A new report by the McKinsey Global Institute (MGI) on Nigeria, has indicated that the nation could potentially become a major global economic super power in less than two decades from now. Frederick Mordi has the details.
In July, the McKinsey Global Institute (MGI), a global management consulting firm, released a report on Nigeria entitled Nigeria’s renewal: Delivering inclusive growth in Africa’s largest economy.
In the report, MGI notes that despite the internal security challenges that Nigeria is currently grappling with, the nation is making progress on the economic front. The gloomy stories that have been making the headlines in the country seem to have eclipsed this positive development.

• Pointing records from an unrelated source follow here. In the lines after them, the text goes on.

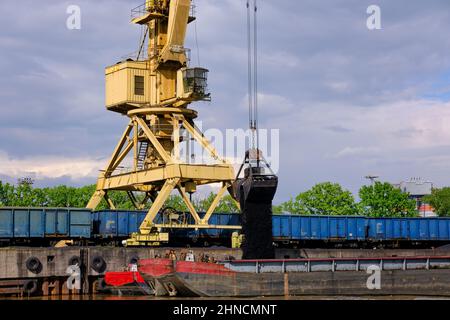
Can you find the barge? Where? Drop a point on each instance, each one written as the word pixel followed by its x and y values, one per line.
pixel 421 275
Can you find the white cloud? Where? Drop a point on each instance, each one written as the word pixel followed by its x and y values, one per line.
pixel 42 167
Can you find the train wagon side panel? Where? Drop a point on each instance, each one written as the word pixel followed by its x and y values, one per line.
pixel 37 223
pixel 6 223
pixel 80 223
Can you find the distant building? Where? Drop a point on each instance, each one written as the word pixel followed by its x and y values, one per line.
pixel 417 189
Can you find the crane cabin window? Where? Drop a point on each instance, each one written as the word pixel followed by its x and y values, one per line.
pixel 139 85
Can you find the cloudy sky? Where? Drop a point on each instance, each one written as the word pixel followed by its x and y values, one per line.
pixel 348 101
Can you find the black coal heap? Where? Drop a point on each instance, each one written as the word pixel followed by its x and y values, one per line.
pixel 255 193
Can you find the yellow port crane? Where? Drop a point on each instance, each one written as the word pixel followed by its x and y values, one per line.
pixel 155 93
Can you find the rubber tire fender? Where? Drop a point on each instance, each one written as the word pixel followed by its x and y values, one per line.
pixel 98 264
pixel 134 259
pixel 34 265
pixel 30 287
pixel 75 260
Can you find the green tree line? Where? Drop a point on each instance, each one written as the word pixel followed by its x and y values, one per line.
pixel 380 199
pixel 25 195
pixel 377 200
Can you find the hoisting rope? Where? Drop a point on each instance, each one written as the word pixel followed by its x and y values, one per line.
pixel 253 74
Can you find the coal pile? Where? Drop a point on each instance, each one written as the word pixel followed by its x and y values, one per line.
pixel 257 229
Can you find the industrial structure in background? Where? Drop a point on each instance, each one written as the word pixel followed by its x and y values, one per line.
pixel 417 189
pixel 155 92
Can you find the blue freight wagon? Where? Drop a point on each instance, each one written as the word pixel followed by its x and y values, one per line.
pixel 44 223
pixel 117 225
pixel 425 232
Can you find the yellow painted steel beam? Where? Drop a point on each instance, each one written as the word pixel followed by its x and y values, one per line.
pixel 167 188
pixel 109 201
pixel 200 173
pixel 95 200
pixel 154 141
pixel 196 226
pixel 120 158
pixel 214 204
pixel 119 147
pixel 189 204
pixel 200 138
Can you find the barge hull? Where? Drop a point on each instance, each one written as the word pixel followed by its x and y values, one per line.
pixel 398 282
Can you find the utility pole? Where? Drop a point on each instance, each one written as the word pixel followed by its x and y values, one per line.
pixel 372 178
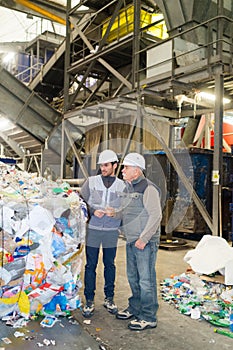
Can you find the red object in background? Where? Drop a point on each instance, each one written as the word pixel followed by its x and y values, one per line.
pixel 227 135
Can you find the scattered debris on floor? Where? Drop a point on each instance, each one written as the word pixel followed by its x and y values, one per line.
pixel 199 299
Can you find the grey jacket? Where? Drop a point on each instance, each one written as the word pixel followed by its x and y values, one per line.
pixel 141 214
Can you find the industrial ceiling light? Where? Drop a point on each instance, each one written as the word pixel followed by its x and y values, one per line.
pixel 8 57
pixel 206 96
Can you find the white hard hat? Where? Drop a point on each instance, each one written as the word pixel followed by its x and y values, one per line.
pixel 107 156
pixel 134 159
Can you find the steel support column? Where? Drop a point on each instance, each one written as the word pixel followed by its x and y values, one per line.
pixel 217 158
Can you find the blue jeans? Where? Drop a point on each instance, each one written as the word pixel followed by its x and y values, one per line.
pixel 142 280
pixel 108 239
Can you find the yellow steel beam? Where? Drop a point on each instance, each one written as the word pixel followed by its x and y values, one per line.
pixel 41 11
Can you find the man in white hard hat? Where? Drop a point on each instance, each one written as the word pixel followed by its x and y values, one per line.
pixel 141 219
pixel 101 193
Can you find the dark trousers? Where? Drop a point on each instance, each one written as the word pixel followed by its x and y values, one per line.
pixel 108 240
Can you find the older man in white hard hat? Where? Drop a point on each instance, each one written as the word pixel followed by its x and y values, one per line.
pixel 141 225
pixel 101 192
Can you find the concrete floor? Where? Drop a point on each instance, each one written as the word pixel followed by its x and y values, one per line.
pixel 174 330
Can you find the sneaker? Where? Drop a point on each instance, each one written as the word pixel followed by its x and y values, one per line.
pixel 88 309
pixel 110 306
pixel 124 314
pixel 140 325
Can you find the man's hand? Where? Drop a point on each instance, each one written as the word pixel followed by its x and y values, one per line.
pixel 140 244
pixel 110 211
pixel 99 213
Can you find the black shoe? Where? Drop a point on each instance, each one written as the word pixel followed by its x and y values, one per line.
pixel 140 325
pixel 110 305
pixel 124 314
pixel 88 309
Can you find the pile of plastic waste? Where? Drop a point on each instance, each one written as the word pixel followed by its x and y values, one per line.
pixel 199 299
pixel 42 234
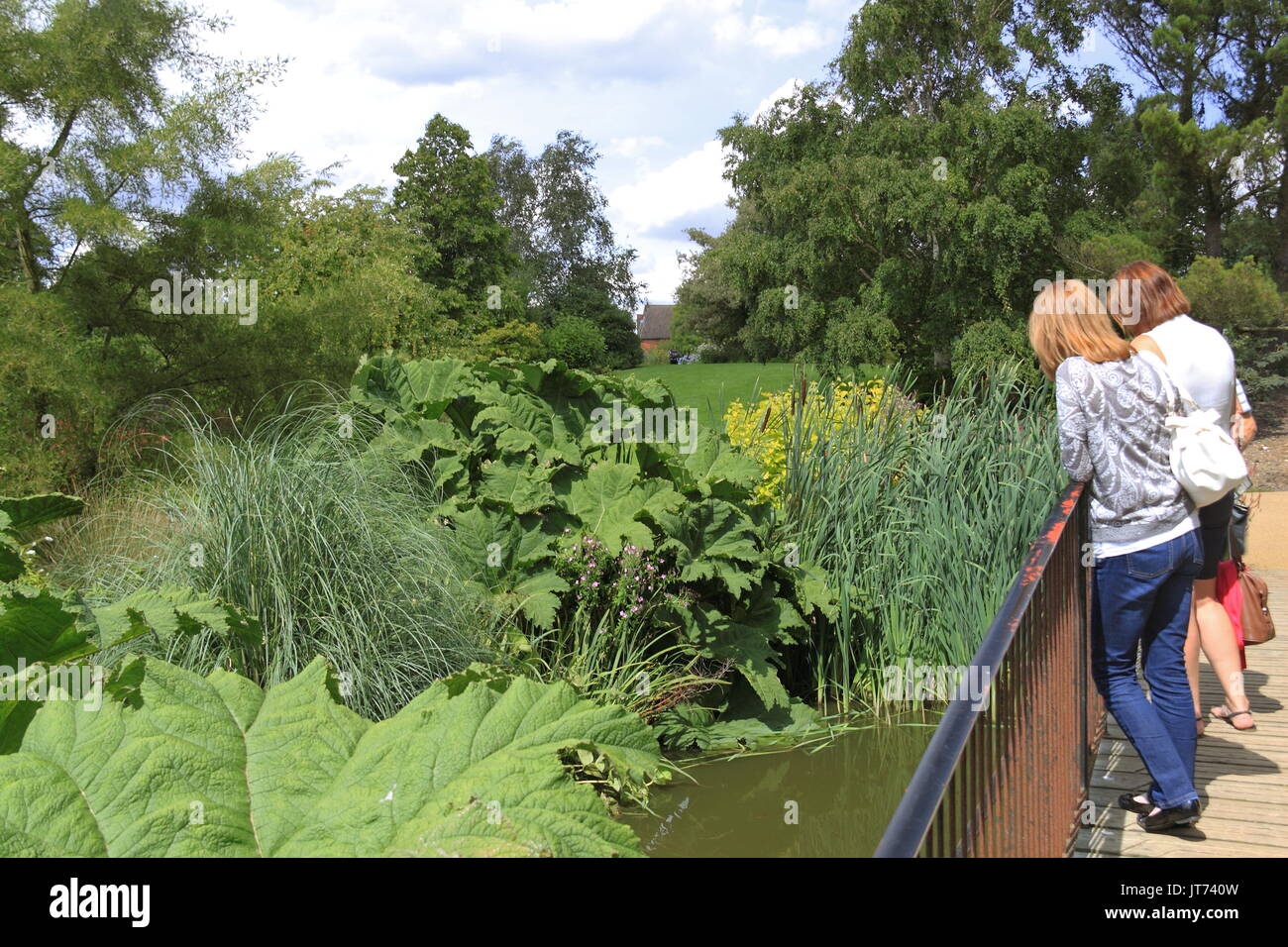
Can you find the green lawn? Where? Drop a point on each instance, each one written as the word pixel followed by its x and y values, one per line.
pixel 711 386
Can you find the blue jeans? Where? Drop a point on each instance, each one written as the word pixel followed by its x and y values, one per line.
pixel 1145 598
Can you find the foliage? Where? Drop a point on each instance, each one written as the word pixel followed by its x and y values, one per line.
pixel 919 526
pixel 290 518
pixel 764 429
pixel 515 339
pixel 47 630
pixel 570 261
pixel 855 337
pixel 467 768
pixel 988 344
pixel 522 453
pixel 1262 361
pixel 110 108
pixel 43 390
pixel 447 197
pixel 1237 296
pixel 1104 254
pixel 576 342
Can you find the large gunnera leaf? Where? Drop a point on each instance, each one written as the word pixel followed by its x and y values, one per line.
pixel 218 767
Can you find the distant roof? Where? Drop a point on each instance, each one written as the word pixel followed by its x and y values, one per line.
pixel 655 322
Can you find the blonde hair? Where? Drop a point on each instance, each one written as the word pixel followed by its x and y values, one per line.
pixel 1069 320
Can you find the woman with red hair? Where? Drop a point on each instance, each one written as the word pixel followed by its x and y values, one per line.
pixel 1150 307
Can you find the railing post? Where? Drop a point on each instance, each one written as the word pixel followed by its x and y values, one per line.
pixel 1035 647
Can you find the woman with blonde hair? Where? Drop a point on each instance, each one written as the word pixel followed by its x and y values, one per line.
pixel 1150 307
pixel 1112 403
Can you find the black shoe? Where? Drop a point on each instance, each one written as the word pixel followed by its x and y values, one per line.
pixel 1127 800
pixel 1173 817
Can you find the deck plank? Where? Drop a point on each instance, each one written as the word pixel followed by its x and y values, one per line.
pixel 1240 776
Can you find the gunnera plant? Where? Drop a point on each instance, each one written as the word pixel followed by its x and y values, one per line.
pixel 329 545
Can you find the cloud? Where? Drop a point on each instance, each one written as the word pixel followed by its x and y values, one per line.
pixel 632 146
pixel 648 81
pixel 684 187
pixel 784 91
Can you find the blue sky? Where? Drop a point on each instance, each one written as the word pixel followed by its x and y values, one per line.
pixel 649 81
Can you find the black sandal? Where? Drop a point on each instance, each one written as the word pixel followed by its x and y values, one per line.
pixel 1228 716
pixel 1128 801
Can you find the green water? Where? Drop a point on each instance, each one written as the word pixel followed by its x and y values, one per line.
pixel 828 802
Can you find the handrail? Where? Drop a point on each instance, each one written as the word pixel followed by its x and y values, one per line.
pixel 912 821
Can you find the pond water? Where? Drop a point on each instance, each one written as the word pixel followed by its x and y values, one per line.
pixel 831 801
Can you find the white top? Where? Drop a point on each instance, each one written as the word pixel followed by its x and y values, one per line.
pixel 1201 359
pixel 1107 551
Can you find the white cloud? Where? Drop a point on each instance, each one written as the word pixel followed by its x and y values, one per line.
pixel 648 81
pixel 686 185
pixel 784 91
pixel 764 35
pixel 632 146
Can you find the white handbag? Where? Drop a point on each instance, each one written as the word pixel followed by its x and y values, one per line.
pixel 1205 458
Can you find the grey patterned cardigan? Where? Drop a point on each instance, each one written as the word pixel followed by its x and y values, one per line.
pixel 1112 433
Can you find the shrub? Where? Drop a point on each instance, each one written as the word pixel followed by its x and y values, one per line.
pixel 621 341
pixel 578 342
pixel 992 343
pixel 514 339
pixel 765 429
pixel 1236 296
pixel 532 458
pixel 919 526
pixel 855 337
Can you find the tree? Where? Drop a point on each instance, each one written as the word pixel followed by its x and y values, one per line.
pixel 93 137
pixel 568 258
pixel 449 200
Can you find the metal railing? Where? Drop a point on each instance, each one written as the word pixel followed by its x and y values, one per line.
pixel 1009 775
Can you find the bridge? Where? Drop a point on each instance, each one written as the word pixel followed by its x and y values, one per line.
pixel 1038 768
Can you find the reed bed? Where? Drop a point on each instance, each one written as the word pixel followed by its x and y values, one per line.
pixel 921 514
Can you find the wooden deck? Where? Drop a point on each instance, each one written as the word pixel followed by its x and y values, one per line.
pixel 1241 777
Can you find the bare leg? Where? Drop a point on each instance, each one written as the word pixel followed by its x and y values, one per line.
pixel 1192 668
pixel 1216 635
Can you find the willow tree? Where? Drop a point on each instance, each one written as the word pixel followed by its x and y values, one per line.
pixel 106 111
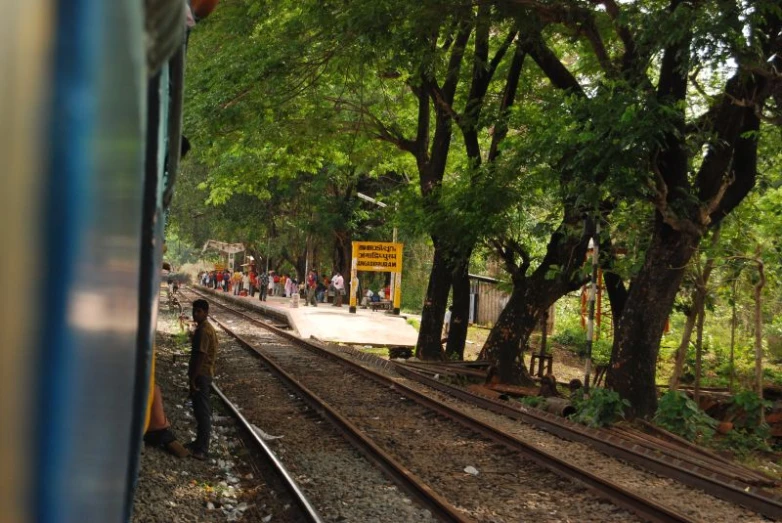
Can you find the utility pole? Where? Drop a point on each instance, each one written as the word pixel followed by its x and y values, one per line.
pixel 593 243
pixel 395 277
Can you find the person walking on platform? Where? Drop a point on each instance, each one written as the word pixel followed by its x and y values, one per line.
pixel 320 290
pixel 312 287
pixel 200 373
pixel 339 289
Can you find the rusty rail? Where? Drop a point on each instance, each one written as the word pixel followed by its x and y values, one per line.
pixel 646 508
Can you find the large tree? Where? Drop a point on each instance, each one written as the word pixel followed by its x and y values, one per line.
pixel 698 162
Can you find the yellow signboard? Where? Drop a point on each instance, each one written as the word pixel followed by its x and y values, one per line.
pixel 378 256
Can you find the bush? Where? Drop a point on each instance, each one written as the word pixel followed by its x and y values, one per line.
pixel 574 339
pixel 744 441
pixel 603 407
pixel 745 409
pixel 680 415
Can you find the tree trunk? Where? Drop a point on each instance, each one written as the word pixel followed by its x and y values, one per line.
pixel 701 312
pixel 460 316
pixel 648 305
pixel 681 352
pixel 504 347
pixel 733 320
pixel 759 336
pixel 428 346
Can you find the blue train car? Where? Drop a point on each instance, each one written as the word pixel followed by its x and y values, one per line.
pixel 90 113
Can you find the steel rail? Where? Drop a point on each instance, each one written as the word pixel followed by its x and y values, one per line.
pixel 405 478
pixel 724 488
pixel 646 508
pixel 301 500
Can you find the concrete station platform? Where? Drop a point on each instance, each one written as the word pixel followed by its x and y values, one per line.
pixel 333 324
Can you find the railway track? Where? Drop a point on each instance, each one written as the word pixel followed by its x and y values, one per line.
pixel 306 512
pixel 638 503
pixel 693 467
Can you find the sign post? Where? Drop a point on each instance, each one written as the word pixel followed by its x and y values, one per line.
pixel 377 257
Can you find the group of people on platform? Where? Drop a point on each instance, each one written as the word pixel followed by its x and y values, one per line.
pixel 314 289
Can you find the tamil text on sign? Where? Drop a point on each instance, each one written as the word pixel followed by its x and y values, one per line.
pixel 378 256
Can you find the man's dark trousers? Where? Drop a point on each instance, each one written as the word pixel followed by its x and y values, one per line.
pixel 202 409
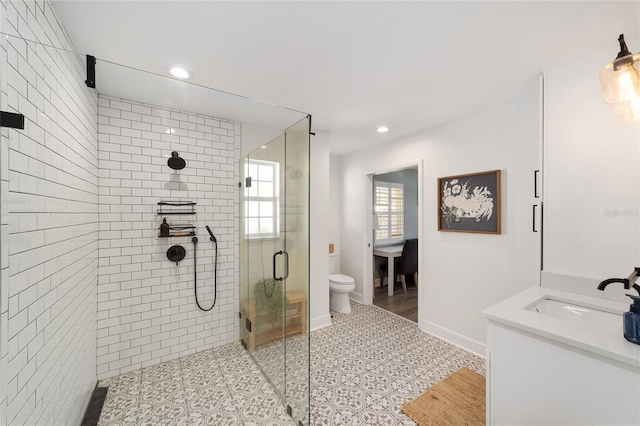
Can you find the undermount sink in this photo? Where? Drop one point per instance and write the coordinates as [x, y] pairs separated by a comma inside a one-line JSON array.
[[578, 314]]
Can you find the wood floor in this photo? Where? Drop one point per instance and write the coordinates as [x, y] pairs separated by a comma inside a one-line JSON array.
[[405, 305]]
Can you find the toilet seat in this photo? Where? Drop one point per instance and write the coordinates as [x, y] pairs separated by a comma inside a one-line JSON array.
[[340, 279]]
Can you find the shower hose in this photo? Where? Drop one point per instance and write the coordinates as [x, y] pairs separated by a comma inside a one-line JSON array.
[[195, 274]]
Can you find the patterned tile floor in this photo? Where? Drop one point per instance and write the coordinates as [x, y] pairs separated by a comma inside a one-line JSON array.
[[363, 369]]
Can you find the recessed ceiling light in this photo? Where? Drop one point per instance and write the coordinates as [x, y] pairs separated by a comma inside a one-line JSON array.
[[180, 72]]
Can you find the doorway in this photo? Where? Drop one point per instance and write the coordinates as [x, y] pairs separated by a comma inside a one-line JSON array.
[[395, 203]]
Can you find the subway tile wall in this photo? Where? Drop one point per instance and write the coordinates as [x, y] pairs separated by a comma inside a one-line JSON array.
[[4, 218], [147, 311], [49, 221]]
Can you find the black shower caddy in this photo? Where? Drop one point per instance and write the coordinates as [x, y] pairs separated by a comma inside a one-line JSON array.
[[167, 208]]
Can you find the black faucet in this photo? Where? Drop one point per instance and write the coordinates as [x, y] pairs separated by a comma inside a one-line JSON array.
[[628, 282]]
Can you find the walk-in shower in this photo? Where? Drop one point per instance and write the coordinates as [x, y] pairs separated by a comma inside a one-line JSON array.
[[128, 199]]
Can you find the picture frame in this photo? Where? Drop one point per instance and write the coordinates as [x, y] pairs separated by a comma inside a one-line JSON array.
[[470, 203]]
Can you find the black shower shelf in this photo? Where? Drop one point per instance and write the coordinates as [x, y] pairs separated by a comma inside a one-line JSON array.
[[179, 234], [180, 231], [176, 207]]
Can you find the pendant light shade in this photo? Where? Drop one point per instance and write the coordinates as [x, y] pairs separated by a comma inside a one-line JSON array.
[[620, 81]]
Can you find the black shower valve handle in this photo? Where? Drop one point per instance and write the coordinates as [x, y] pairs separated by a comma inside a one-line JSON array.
[[211, 236]]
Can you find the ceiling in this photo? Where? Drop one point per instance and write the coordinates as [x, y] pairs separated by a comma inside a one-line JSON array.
[[354, 66]]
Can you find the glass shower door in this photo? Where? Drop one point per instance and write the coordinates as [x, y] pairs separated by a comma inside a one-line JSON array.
[[274, 265], [296, 244]]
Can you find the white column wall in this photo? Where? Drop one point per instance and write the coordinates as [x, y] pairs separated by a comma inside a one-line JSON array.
[[319, 238]]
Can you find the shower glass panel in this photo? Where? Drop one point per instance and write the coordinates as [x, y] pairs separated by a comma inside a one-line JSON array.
[[275, 253], [296, 244]]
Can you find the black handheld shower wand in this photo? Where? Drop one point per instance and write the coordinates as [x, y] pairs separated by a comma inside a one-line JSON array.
[[212, 237], [215, 270]]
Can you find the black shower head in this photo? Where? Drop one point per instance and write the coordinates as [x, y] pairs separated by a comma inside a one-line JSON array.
[[175, 162]]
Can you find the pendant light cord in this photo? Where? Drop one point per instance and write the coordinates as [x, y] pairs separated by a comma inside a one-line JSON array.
[[195, 275]]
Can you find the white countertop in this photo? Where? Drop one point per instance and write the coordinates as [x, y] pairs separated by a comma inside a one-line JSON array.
[[513, 312]]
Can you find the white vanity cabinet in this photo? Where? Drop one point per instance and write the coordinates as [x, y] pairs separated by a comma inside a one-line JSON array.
[[545, 371]]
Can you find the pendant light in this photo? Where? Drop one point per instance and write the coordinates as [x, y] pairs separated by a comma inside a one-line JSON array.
[[620, 81]]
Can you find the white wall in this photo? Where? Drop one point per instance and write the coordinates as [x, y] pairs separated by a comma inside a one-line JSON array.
[[49, 224], [319, 238], [147, 312], [591, 184], [464, 273], [335, 202]]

According to the report, foreign investors are increasingly shifting their focus to Nigeria due to the investment opportunities that abound. The economy, the report adds, appears more diverse than previously thought. It predicts that with the right reforms and investments, Nigeria could, in fact, emerge as one of the 20 leading economies in the world by 2030. The report says: “We believe that Nigeria can build on the momentum of the past decade and, if all goes well, achieve 7.1% annual GDP growth through 2030. The country is well positioned to benefit from trends such as rising demand from emerging economies, growing global demand for resources, and the spread of the digital economy.
“Should Nigeria reach its full potential, annual GDP could exceed $1.6trn in 2030 and the country could be a top-20 economy.”
Nigeria’s youthful and rapidly growing population and access to markets within and outside the continent are other factors working in the country’s favour, the report found out.
The MGI report identifies five major sectors of Nigeria’s economy that hold the ace for further growth. They include trade, agriculture, infrastructure, manufacturing and oil and gas, which is the mainstay of the economy.
Critical sectors for investment
It projects that due to the rapid expansion of the increasingly sophisticated consumer class in Nigeria, annual consumption could increase from the current $388bn to almost $1.4 trillion a year, in 2030, representing an annual increase of about 8%.
The report adds: “This would make trade the largest sector of the economy and provide a particularly good opportunity for makers of packaged foods and fast-moving consumer items such as paper goods, categories that could grow by more than 10% a year.”
The swift expansion of South African retailer, Shoprite, across several Nigerian cities, for instance, lends credence to the growth in the trade sector. Shoprite, which opened its first branch in Nigeria in Lekki, Lagos, in 2005, currently has nine outlets in the country. The company is looking to open three more outlets before the end of the year, taking advantage of the growing middle class and rising demand. It aims to eventually open 44 branches in Nigeria within the next few years.
The report also predicts that given the current reforms in agriculture, the sector, which accounts for 22% of the GDP, making it the largest in the economy, could rise to $263bn a year by 2030, up from $112bn in 2013, in terms of economic value. This could make investments in agriculture a gold mine for discerning investors.
Similarly, the report projects that total infrastructure investments in Nigeria could reach $1.5 trillion from 2014 to 2030, and would make building infrastructure not only a major contributor to GDP but also an enabler of growth across the economy.
For the rapidly growing manufacturing sector that contributed $35bn to the economy in 2013, or about 7% of GDP, the report said there is potential for further growth.
It said: “If Nigeria could match the performance of nations such as Malaysia and Thailand when their manufacturing sectors were expanding rapidly, output could reach $144bn a year in 2030.”